Il aurait fallu une Autriche sans regrets de la Belgique, sans prétentions à la suprématie de l’Italie ; une Prusse sans avarice et sans prétentions à l’hégémonie de l’Allemagne ; une Russie se détournant de l’Europe pour ne s’occuper que de l’Asie ; et la plus paradoxale de toutes les métamorphoses, une Angleterre cessant d’être anglaise, exclusive et acharnée, pour se faire cosmopolite avec délices, ne disputant plus ni l’empire sur la Méditerranée, ni la souveraineté des mers ; il eût fallu engourdir cette Angleterre surabondante de force, d’activité, avec ses traditions, ses passions, son orgueil, ses métiers, ses mines, ses fourneaux, ses milliers d’émigrans, ses lettres, ses négocians, sa cité qui trafique, son mob qui hurle, son parlement qui réclame la guerre à outrance, son crédit inépuisable, sa contrebande aussi lucrative que son commerce patent, sa constance indomptable, son génie d’entreprise et de combinaisons, l’Angleterre de la guerre de Cent ans, de Guillaume III, de Chatham, de Pitt. C’est-à-dire qu’il aurait fallu une autre Europe, une autre France, d’autres peuples, d’autres gouvernemens ; l’histoire de cette Europe se déroutant de la voie où elle marchait depuis le XIVe siècle, et la Révolution française refluant sur son cours.

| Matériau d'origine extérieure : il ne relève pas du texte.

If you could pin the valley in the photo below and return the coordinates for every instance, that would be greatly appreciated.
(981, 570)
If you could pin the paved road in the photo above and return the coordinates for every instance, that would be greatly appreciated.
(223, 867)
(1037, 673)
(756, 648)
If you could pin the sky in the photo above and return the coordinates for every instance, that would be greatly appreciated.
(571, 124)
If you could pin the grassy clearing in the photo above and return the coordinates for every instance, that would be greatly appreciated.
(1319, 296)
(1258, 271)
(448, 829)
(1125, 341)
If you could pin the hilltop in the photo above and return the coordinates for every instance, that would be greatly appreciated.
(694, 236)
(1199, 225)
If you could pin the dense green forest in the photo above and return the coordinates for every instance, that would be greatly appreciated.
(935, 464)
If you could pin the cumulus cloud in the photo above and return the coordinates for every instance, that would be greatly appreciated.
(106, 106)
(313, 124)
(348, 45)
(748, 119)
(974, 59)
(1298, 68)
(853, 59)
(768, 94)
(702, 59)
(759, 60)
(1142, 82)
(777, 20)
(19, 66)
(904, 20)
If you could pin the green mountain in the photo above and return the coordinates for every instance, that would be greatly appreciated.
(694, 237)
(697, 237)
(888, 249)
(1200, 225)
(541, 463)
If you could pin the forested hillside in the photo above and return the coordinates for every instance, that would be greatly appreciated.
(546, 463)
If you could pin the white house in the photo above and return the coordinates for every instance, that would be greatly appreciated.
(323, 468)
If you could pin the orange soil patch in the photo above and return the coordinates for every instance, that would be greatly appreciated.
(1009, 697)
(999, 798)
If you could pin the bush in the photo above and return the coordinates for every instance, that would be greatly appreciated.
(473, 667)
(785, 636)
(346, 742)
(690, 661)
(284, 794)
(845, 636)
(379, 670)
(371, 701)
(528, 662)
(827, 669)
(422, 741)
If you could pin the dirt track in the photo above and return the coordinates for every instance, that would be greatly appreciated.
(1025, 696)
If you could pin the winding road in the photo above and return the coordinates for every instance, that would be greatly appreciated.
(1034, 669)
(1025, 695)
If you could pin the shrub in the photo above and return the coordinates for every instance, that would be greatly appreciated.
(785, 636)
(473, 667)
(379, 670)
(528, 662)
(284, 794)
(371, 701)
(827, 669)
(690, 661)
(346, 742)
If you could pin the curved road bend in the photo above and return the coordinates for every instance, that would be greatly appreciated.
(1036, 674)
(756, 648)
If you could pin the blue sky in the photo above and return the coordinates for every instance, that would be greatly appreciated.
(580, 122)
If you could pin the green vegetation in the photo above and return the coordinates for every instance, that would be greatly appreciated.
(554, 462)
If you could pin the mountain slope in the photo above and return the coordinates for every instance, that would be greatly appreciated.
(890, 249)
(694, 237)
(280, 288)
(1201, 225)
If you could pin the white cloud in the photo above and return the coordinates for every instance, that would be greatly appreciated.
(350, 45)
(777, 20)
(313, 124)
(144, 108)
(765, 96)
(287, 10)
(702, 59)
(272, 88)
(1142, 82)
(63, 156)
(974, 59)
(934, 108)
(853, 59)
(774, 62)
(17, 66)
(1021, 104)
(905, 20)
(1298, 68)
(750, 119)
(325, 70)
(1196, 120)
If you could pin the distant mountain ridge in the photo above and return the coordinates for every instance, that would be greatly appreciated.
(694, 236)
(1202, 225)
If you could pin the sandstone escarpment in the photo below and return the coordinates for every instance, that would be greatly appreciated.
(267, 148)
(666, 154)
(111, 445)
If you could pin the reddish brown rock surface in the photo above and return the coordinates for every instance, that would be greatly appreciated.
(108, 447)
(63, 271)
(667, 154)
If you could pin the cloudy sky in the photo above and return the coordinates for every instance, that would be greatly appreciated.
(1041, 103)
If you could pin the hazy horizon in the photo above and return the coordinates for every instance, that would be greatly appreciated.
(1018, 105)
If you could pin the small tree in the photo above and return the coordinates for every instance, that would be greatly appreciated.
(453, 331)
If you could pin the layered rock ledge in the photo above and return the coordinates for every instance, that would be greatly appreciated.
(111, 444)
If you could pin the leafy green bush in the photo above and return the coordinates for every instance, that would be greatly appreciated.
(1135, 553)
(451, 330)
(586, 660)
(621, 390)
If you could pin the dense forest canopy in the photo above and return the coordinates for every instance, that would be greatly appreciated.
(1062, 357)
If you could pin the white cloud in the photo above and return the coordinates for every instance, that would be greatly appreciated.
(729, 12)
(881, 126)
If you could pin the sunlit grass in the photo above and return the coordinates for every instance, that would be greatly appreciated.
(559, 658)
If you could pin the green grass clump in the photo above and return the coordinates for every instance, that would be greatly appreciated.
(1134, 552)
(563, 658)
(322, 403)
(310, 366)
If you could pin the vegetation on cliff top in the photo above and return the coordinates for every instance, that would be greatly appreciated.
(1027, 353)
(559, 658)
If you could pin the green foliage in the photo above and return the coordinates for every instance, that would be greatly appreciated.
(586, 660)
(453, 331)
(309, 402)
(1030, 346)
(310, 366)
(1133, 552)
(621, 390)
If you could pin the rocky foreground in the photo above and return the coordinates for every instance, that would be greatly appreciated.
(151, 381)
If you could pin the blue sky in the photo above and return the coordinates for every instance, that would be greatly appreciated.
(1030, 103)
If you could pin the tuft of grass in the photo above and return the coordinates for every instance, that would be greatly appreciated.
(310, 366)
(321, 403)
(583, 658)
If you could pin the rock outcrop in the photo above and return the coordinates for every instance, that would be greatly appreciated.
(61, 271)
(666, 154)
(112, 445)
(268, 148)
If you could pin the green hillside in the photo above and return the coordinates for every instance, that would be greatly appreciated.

Ajoutons l’homme enfin, Bonaparte, dont la personne et le caractère comptent en ces conjonctures autant que ceux de Pitt en Angleterre et d’Alexandre en Russie, et que l’on ne peut pas plus supprimer des événemens qui suivirent que l’on ne peut le supprimer des événemens qui précédèrent : les deux campagnes d’Italie, l’expédition d’Egypte et le traité de Lunéville. Les amateurs de spéculation, qui disposent si aisément de son génie, exigent de ce génie même une œuvre plus prodigieuse que toutes celles qu’il a accomplies : non seulement se transformer lui-même, mais modifier la nature des choses, devenir un autre homme, dans une autre Europe : « Ce sont des miracles, disait-il au Directoire, et je ne sais pas en faire ! » Et plus tard, de très loin : « Je puis avoir eu bien des plans, je ne fus jamais en liberté d’en exécuter aucun. J’avais beau tenir le gouvernail, quelque forte que fût la main, les lames étaient bien plus fortes encore. Je n’ai jamais été véritablement mon maître ; j’ai toujours été gouverné par les circonstances. »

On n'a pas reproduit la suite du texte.